ポチの呼び名しか覚えてなくて、同じ会社にいたのに三年間気がつきもせず。
頼りにしていた先輩だと思ったのが実は・・・・・小さい頃の下僕だったなんて事実、ある?
4月に異動になったこの課。
会社は文具全般を扱っている。
今までは商品流通管理課にいた。
華やかじゃないけど、少しは自社商品に関わっていれたのに。
今は全く数字のみ。
なんだか面白くもない。
ただの長い数字の商品コードにいろんな数字をくっつけていく。
小さな数字を固まりに、何倍にもしたら大きな数字になって、そこから諸々の数字を引いたら、多分利益。

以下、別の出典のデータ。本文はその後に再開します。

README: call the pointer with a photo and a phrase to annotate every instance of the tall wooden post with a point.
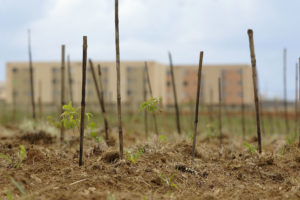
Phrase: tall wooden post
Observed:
(118, 77)
(220, 109)
(296, 100)
(285, 93)
(84, 61)
(31, 76)
(254, 76)
(151, 95)
(40, 100)
(243, 105)
(62, 129)
(299, 97)
(70, 79)
(197, 103)
(100, 99)
(175, 95)
(145, 99)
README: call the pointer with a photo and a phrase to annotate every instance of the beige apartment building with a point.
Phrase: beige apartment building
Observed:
(47, 83)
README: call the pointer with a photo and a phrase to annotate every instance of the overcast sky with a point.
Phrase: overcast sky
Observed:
(149, 28)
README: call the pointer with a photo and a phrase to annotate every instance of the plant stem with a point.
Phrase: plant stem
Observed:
(175, 95)
(197, 103)
(84, 61)
(118, 77)
(254, 76)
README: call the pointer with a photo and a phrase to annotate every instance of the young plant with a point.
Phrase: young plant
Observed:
(134, 157)
(168, 181)
(151, 105)
(251, 148)
(93, 132)
(22, 156)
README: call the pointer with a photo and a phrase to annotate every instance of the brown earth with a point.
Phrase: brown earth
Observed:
(231, 171)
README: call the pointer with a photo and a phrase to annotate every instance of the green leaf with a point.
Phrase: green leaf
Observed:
(6, 158)
(20, 188)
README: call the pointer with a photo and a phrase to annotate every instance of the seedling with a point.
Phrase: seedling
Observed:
(151, 105)
(162, 138)
(93, 132)
(22, 156)
(70, 118)
(134, 157)
(168, 181)
(18, 186)
(251, 148)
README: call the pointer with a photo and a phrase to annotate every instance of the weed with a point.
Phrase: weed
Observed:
(22, 156)
(168, 181)
(251, 148)
(162, 138)
(134, 157)
(151, 105)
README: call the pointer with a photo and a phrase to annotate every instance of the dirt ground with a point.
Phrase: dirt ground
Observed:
(164, 170)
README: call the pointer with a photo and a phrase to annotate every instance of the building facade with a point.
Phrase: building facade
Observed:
(236, 79)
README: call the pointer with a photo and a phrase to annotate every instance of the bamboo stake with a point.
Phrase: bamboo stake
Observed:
(31, 76)
(62, 129)
(220, 109)
(84, 61)
(106, 126)
(197, 103)
(70, 79)
(296, 100)
(243, 105)
(118, 77)
(40, 100)
(254, 76)
(145, 99)
(100, 99)
(285, 93)
(151, 95)
(210, 107)
(299, 97)
(175, 95)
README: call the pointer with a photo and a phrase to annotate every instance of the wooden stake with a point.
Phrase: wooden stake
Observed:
(62, 129)
(84, 61)
(175, 94)
(31, 76)
(210, 106)
(296, 100)
(243, 105)
(145, 99)
(285, 93)
(151, 95)
(100, 99)
(220, 109)
(70, 79)
(197, 103)
(254, 76)
(106, 126)
(40, 100)
(118, 77)
(299, 98)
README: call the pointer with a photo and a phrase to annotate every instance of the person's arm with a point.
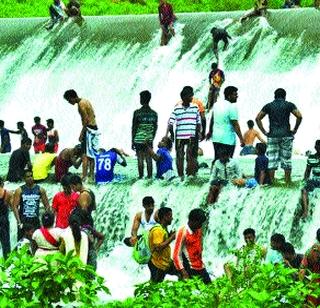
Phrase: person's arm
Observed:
(260, 138)
(135, 227)
(237, 129)
(84, 200)
(259, 118)
(44, 199)
(298, 116)
(177, 253)
(209, 134)
(16, 204)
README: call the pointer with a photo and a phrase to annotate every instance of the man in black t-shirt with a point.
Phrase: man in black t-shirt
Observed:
(19, 160)
(280, 135)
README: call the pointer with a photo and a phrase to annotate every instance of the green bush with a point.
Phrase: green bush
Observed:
(259, 286)
(28, 282)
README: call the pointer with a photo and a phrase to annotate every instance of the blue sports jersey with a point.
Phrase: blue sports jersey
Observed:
(105, 162)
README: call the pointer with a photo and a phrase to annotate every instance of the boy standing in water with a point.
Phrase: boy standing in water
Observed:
(249, 136)
(89, 135)
(167, 19)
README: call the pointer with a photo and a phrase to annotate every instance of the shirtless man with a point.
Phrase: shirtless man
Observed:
(249, 137)
(89, 133)
(67, 158)
(146, 219)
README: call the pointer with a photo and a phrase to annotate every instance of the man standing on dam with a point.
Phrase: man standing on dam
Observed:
(89, 133)
(280, 135)
(167, 19)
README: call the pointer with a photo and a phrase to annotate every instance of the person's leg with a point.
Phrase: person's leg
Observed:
(180, 156)
(286, 145)
(149, 162)
(140, 158)
(5, 236)
(273, 152)
(192, 154)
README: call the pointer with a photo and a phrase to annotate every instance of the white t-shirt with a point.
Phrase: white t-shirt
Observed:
(223, 113)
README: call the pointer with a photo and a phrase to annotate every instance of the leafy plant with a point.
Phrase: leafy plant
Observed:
(29, 282)
(259, 286)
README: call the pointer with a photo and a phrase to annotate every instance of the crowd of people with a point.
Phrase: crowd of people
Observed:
(185, 261)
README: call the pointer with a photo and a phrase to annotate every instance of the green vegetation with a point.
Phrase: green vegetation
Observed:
(26, 282)
(36, 8)
(258, 287)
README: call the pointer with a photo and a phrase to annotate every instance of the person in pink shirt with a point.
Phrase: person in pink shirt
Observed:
(64, 202)
(187, 254)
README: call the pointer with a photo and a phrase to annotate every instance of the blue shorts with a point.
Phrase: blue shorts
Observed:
(312, 184)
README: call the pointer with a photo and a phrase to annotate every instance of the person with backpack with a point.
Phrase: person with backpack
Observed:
(187, 255)
(160, 263)
(47, 237)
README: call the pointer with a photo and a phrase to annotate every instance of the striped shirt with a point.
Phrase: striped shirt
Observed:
(186, 120)
(189, 245)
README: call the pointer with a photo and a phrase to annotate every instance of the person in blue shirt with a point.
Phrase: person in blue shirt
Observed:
(261, 173)
(164, 159)
(5, 139)
(105, 162)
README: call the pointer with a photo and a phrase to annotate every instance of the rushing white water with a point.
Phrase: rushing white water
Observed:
(110, 72)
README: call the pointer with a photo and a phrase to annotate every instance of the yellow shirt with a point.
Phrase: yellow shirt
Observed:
(42, 165)
(161, 259)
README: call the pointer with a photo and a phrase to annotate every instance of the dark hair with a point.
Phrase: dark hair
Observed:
(163, 212)
(147, 200)
(145, 97)
(75, 223)
(47, 219)
(229, 90)
(214, 65)
(27, 227)
(197, 215)
(69, 94)
(75, 179)
(288, 248)
(249, 231)
(65, 180)
(186, 92)
(49, 148)
(278, 238)
(261, 148)
(25, 171)
(26, 141)
(250, 124)
(280, 93)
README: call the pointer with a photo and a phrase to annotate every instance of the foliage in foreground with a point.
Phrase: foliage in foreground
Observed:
(260, 286)
(36, 8)
(26, 282)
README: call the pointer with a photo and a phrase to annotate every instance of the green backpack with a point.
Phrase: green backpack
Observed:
(141, 250)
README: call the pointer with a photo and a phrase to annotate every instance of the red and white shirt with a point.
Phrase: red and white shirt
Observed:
(189, 244)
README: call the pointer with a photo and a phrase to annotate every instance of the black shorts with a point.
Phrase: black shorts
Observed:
(143, 147)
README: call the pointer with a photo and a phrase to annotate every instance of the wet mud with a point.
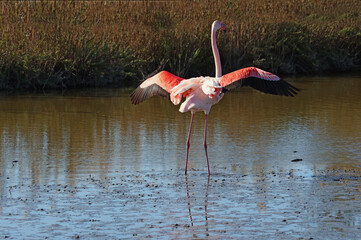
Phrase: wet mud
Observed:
(168, 205)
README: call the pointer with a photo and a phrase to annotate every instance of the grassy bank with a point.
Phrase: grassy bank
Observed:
(63, 44)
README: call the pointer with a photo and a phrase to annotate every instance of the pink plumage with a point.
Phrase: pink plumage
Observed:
(201, 93)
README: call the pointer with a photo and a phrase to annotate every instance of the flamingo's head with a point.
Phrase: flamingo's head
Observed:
(219, 25)
(211, 87)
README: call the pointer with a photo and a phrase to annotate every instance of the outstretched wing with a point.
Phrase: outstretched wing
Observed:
(160, 84)
(258, 79)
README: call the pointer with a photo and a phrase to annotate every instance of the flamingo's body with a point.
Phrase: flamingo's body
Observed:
(201, 93)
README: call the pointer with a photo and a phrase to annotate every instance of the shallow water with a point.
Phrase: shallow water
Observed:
(92, 160)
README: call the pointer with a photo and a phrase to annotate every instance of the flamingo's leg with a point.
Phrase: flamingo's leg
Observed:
(205, 142)
(188, 141)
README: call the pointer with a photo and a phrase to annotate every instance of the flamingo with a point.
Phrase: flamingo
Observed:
(201, 93)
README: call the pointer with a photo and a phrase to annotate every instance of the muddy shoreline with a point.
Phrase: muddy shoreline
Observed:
(168, 205)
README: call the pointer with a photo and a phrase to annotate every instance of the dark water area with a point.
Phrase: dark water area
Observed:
(92, 160)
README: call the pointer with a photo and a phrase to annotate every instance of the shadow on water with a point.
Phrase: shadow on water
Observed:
(206, 230)
(91, 159)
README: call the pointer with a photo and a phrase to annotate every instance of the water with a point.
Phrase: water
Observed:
(91, 159)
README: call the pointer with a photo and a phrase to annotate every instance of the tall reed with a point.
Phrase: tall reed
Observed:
(61, 44)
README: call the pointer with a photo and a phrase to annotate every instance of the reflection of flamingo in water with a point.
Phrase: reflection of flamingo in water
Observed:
(202, 92)
(205, 205)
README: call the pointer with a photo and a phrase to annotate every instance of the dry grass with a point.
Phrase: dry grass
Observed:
(80, 43)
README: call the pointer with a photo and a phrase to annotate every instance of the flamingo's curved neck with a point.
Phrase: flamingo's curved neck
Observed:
(217, 59)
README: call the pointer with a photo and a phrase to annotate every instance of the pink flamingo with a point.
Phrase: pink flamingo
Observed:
(201, 93)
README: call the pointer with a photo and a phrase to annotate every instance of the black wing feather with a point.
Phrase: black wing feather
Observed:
(277, 87)
(141, 94)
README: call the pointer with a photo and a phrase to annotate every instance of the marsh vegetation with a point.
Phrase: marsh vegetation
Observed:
(67, 44)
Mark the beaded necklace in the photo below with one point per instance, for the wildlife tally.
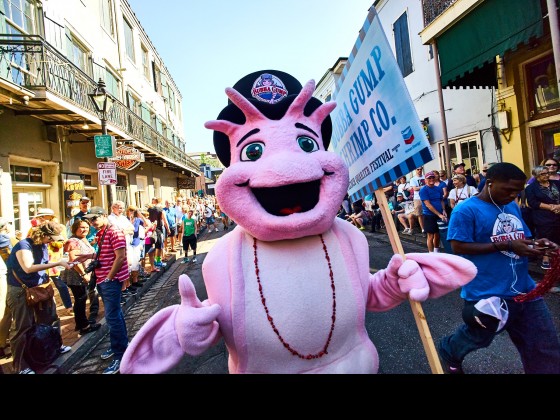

そんなデータを日々更新したりまとめたり、比較しやすいように並べたり、なんだりかんだり。
単純すぎて誰でもできそう。
だから押し付けられてる今の現実。
雑用中の雑用、やっつけ仕事だ。
最初の頃、異動してきたばかりの頃いろいろ教わったのが成長したポチ、辺見先輩だった。
新人と横並びとはいえ、四年目。
さっさと一人立ち出来たけど、一応まだ先輩に報告したり相談したり。
時々伺うような視線を感じてた。
大丈夫だろうかと心配してくれてるんだろうと思っていた。
それでも気になって、ついでのときに聞いてみた。
「何か間違ってたりしてましたか?」
見上げられて、止まる。
何かあったのだろうか?
「いや、特にないよ。」
そう言われた。
軽く微笑まれたようにも見えた。
ほっと安心して、思わず笑顔になったと思う。
今考えると、あれは人生で一番無駄な笑顔だったかもしれない。
「これからも何か気がついたら教えてください。」
そう言ってまた笑顔を追加してしまった。
それも人生で二番目に無駄な笑顔だったと思う。
その後、一度だけ面倒な書類を頼まれた。
やれどもやれども終わらない。
昼ごはんも自分の席で最短で終わらせて、一日パソコンに向き合った。
それでも一時間弱の残業をして、出来上がった書類を提出した。
「一人に任せて悪かったね。他とメンバーと分ければ良かったかな。」
時計を見られて、そう言われた。
「大丈夫です。遅くなってすみませんでした。」
まだ慣れてなかったはじめの頃でもあったし、そう言ってみた。
他の人は帰っていて、辺見さんもすっかりパソコンを閉じていた。
待たせただろうか?
そうも思った。
簡単にチェックしてもらう間、大人しく待っていた。
「ありがとう、大丈夫です。お疲れ様。」
「はい、お疲れ様でした。」
笑顔でお辞儀をして自分の席に戻ったのだ。
パソコンを閉じて、もう一度声をかけて帰った。しばらく笑顔だった。
疲れたけどようやく終わったと嬉しかったから。
あぁ、あのときの笑顔こそ、人生三番目に無駄な笑顔だっただろう。
はぁ~。
ため息がでる。
先に帰って行った周囲の人、先輩、後輩まで。
イジメ、ある意味そういう報復とも思えそう。
でも敵もその辺はうまくて、私の能力が至らないと言わんばかりのさり気なさ。
しかも異動して来てそれほど経ってない私。
能力的にそんなものだろうとも思われ、いろんな人が親切にも手伝おうかと言ってくれた。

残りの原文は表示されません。